Contributing to Codegraph

Thanks for your interest in contributing! Codegraph is an open-source project under the Apache-2.0 license, and we welcome contributions of all kinds — bug fixes, new features, documentation, and new language support.

Getting Started

git clone https://github.com/optave/codegraph.git
cd codegraph
npm install                      # also installs git hooks via husky
npm test                         # run the full test suite

Requirements: Node.js >= 20

Contributor License Agreement (CLA)

All contributors must sign the Contributor License Agreement before their pull requests can be merged.

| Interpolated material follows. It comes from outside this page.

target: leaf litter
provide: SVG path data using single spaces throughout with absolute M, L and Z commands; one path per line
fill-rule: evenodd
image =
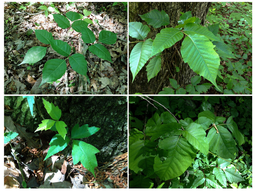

This is a one-time requirement that protects both you and Optave AI Solutions Inc.

How to sign:

Open a pull request
The CLA Assistant bot will post a comment if you haven't signed yet

Reply with the exact text:

I have read the CLA Document and I hereby sign the CLA

The check will pass once all PR contributors have signed

If the CLA check needs to be re-evaluated, comment recheck on the PR to re-trigger it.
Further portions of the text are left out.